Is Canada’s investor protection regulation in line with the international community?
In 2017, the Investment Funds Institute of Canada (IFIC) published a report examining the latest regulatory developments around the globe. The report tracks the initiatives and efforts of 16 key international markets on how they have addressed potential conflicts of interest in the sale of investment products to the public.
While the 16 countries and regions included in the report do share some similarities in their approach to addressing issues of investor protection and conflicts of interest, there is a general lack of consensus on “the perfect solution”.
The most common regulatory initiatives identified in the report were: requiring enhanced disclosure to investors, carrying out targeted reforms to improve the advisor client relationship, imposing a fiduciary duty or best interest standard on advisors, and banning embedded commissions.
A deeper dive into the regulatory initiatives
From the analysis, the report identifies several significant trends:
- A limited number of jurisdictions have chosen to ban embedded commissions
Considered to be the most extreme measure, only four jurisdictions (Australia, the Netherlands, the U.K. and South Africa) have made the decision to ban embedded commissions. The report identifies several countries (i.e. Sweden, Hong Kong, Germany, New Zealand, and Singapore) that have contemplated this option but have rejected the notion of a total ban on embedded commissions.

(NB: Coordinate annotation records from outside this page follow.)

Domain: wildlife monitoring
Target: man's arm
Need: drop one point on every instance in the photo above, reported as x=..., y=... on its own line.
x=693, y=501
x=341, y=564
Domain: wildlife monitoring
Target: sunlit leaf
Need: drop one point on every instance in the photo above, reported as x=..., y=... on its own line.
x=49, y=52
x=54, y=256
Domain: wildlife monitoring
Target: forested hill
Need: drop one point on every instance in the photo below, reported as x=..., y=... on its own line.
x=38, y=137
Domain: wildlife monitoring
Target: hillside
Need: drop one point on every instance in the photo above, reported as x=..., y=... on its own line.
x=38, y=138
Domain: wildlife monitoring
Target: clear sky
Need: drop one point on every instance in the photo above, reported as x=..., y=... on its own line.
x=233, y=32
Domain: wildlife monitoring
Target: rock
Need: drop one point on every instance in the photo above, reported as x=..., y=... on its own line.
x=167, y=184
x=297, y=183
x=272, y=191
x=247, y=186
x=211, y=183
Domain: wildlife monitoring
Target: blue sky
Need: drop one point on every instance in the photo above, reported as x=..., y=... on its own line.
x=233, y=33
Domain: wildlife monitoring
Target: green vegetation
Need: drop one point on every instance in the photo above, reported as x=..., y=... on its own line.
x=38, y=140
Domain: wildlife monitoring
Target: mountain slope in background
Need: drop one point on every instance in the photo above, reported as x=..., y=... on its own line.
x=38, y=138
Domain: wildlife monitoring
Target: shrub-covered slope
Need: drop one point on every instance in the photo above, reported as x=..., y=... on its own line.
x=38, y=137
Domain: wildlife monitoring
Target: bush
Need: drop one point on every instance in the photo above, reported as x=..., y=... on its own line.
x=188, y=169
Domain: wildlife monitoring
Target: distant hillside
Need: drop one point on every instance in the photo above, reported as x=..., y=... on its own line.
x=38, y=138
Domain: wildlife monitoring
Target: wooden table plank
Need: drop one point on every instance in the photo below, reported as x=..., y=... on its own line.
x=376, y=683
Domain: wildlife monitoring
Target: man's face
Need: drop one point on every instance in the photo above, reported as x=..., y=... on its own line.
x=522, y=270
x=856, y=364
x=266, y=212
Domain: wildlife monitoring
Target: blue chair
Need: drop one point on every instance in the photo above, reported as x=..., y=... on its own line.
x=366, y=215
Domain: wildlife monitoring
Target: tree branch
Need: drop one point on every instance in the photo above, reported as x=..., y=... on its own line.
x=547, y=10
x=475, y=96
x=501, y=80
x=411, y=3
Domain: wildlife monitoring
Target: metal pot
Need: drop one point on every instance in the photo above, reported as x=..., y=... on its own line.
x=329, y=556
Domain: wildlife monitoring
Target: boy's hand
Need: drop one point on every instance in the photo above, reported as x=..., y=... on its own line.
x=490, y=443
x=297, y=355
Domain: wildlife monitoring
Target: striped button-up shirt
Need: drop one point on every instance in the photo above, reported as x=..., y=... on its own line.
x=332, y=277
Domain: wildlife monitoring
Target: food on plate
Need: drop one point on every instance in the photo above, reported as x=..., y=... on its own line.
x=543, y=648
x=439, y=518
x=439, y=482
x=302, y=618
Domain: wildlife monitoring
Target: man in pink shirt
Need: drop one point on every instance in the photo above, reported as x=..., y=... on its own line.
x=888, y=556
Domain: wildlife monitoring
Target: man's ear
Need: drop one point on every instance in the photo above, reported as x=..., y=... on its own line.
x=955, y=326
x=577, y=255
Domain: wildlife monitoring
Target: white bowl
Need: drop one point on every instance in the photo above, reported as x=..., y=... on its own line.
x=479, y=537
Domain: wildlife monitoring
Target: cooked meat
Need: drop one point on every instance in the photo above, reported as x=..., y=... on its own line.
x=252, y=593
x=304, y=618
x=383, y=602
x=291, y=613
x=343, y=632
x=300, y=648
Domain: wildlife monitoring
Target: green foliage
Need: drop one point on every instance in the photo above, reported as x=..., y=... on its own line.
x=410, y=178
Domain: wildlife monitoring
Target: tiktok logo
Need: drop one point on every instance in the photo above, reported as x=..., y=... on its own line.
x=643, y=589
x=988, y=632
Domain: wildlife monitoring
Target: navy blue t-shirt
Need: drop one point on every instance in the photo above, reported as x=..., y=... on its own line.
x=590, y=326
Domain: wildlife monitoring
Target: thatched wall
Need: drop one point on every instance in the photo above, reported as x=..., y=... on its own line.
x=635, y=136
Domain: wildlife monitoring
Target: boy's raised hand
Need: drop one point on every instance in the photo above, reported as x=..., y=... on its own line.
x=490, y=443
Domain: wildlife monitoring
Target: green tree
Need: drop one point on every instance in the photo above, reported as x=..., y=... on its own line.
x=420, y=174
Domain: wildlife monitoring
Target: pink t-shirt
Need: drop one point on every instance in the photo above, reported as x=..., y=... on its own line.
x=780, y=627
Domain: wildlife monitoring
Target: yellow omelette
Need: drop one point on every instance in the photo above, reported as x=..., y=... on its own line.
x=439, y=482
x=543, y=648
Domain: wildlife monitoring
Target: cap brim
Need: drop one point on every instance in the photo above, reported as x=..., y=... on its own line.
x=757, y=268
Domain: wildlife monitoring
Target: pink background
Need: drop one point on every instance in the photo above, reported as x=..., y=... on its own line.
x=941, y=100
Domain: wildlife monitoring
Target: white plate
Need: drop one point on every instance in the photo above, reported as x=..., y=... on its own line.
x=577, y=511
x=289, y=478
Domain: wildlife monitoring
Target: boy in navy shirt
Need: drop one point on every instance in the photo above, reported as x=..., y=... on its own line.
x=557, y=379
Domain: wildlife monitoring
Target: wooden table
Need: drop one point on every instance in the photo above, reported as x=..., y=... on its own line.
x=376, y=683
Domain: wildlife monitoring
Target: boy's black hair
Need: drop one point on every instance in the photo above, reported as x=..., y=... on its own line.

Canadian regulators have yet to determine whether they will proceed down this route.
- The majority of markets have not imposed a fiduciary or best interest standard
Of the countries studied in the report, only Australia has adopted a broad statutory best interest standard in place for advisors involved in selling funds to investors.
Although the U.S. introduced regulations to require advisors to follow fiduciary standards when providing advice to retirement accounts, it has yet to be fully implemented.
In Canada, there is a lack of agreement amongst the provincial and territorial securities commissions on whether a best interest standard should be imposed on advisors.
- Enhanced disclosure is a preferred solution for most jurisdictions
Aside from the U.S., every other country or region in the report has adopted initiatives to increase transparency and enhance disclosure to investors. This disclosure has primarily been in the form of providing more detailed information to investors regarding the fees and commissions they pay.
In the past few years, Canada has introduced several regulatory changes that have improved transparency through disclosure. These initiatives include point of sale and client relationship model (CRM1 and 2) regulation. Investors now receive detailed annual reporting of their investments that includes both fees and performance.
- It is too early to determine the impact of those markets that have made sweeping changes
It is still early days for most of the regulatory initiatives resulting in insufficient data to evaluate their true impact on the industry and investors. However, some research has been conducted in select jurisdictions; this early evidence can offer insights to other regulators that are considering similar reforms.
- Targeted reforms may be a better way to limit unintended consequences
There is concern that unintended consequences, including higher costs for investors, fewer product choices, or reduced access to expert advice, may result from the implementation of regulatory changes. Utilizing targeted reforms appear to be a better way to address the issues at hand while limiting potential unintended consequences.
What does it all mean going forward?
In Canada, regulators often look at other nations to understand how they regulate their industries and the measures they introduce. It’s important to note that each of Canada’s 10 provinces and 3 territories has its own regulatory body. There’s a concerted effort to harmonize securities regulation across the country, under the umbrella organization, the Canadian Securities Administrators (CSA).
The CSA’s regulatory changes have focused on transparency and disclosure. But they have also launched consultations into whether other actions, such as banning embedded commissions and imposing a regulatory best interest standard, would be warranted. More understanding of the issues and consideration of the alternatives is needed to ensure investors benefit from any regulatory changes. The landscape continues to evolve for both the industry and investors.